Dokter juga dapat menggunakan senter kecil untuk memeriksa sinus. Apabila sinus sulit dilihat, ia dapat memasukkan endoskop, tabung kecil yang fleksibel dan memiliki cahaya dan kamera di ujungnya, sehingga ia dapat melihat kondisi di dalam rongga hidung melalui layar.

Tergantung pada diagnosis yang dihasilkan, pasien dapat diberi obat-obatan.
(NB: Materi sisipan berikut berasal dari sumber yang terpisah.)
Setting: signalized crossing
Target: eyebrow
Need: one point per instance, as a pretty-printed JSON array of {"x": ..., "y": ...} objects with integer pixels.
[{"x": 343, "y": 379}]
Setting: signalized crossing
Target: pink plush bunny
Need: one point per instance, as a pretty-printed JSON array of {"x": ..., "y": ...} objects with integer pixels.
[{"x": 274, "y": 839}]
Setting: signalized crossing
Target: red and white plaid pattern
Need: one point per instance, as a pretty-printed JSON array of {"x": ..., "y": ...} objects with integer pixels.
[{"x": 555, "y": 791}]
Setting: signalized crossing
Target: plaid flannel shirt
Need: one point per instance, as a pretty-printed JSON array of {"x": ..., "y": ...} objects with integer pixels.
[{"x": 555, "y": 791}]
Apabila setelah pengobatan selesai dan sinusitis belum sembuh atau bertambah parah, dokter umum dapat menyarankan pasien untuk menemui dokter THT (telinga, hidung, dan tenggorokan) untuk menjalani pemeriksaan lebih lanjut.
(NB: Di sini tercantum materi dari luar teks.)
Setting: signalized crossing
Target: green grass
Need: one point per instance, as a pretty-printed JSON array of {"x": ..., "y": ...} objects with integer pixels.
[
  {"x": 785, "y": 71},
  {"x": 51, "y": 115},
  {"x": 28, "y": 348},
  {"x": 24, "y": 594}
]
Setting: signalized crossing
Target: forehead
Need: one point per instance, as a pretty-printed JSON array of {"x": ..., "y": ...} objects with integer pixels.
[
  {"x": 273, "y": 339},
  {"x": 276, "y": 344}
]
Pengobatan untuk sinusitis antara lain adalah:

  • Obat semprot dekongestan, yang sebaiknya digunakan untuk sinusitis akut; tidak boleh digunakan sampai lebih dari seminggu
  • Antibiotik, apabila sinusitis disebabkan oleh bakteri
  • Larutan saline, untuk menghilangkan mukus yang tebal
  • Antihistamin, terutama apabila mukus disertai dengan rhinitis
  • Operasi, apabila sinusitis disebabkan oleh kelainan bawaan

Sinusitis dapat dicegah dengan:

  • Sering mencuci tangan
  • Memakai disinfektan pada tangan
  • Vaksinasi flu
    Rujukan:

  • O'Handley, Tobin EJ, Shah AR. Otorhinolaryngology. In: Rakel RE, ed. Textbook of Family Medicine. 8th ed. Philadelphia, PA: Saunders Elsevier; 2011:chap 19.

  • Cincinnati Children's Hospital Medical Center. Evidence-based care guideline for management of acute bacterial sinusitis in children 1 to 18 years of age. Cincinnati (OH): Cincinnati Children's Hospital Medical Center; 2006.

  • Chow AW, Benninger MS, Brook I, Brozek JL, Goldstein EJ, Hicks LA, et al. IDSA clinical practice guideline for acute bacterial rhinosinusitis in children and adults. Clin Infect Dis. 2012; 54:e72-e112.

  • Rosenfeld RM, Andes D, Bhattacharyya N, Cheung D, Eisenberg S, Ganiats TG, et al. Clinical practice guideline: adult sinusitis. Otolaryngol Head Neck Surg. 2007;137:S1-S31.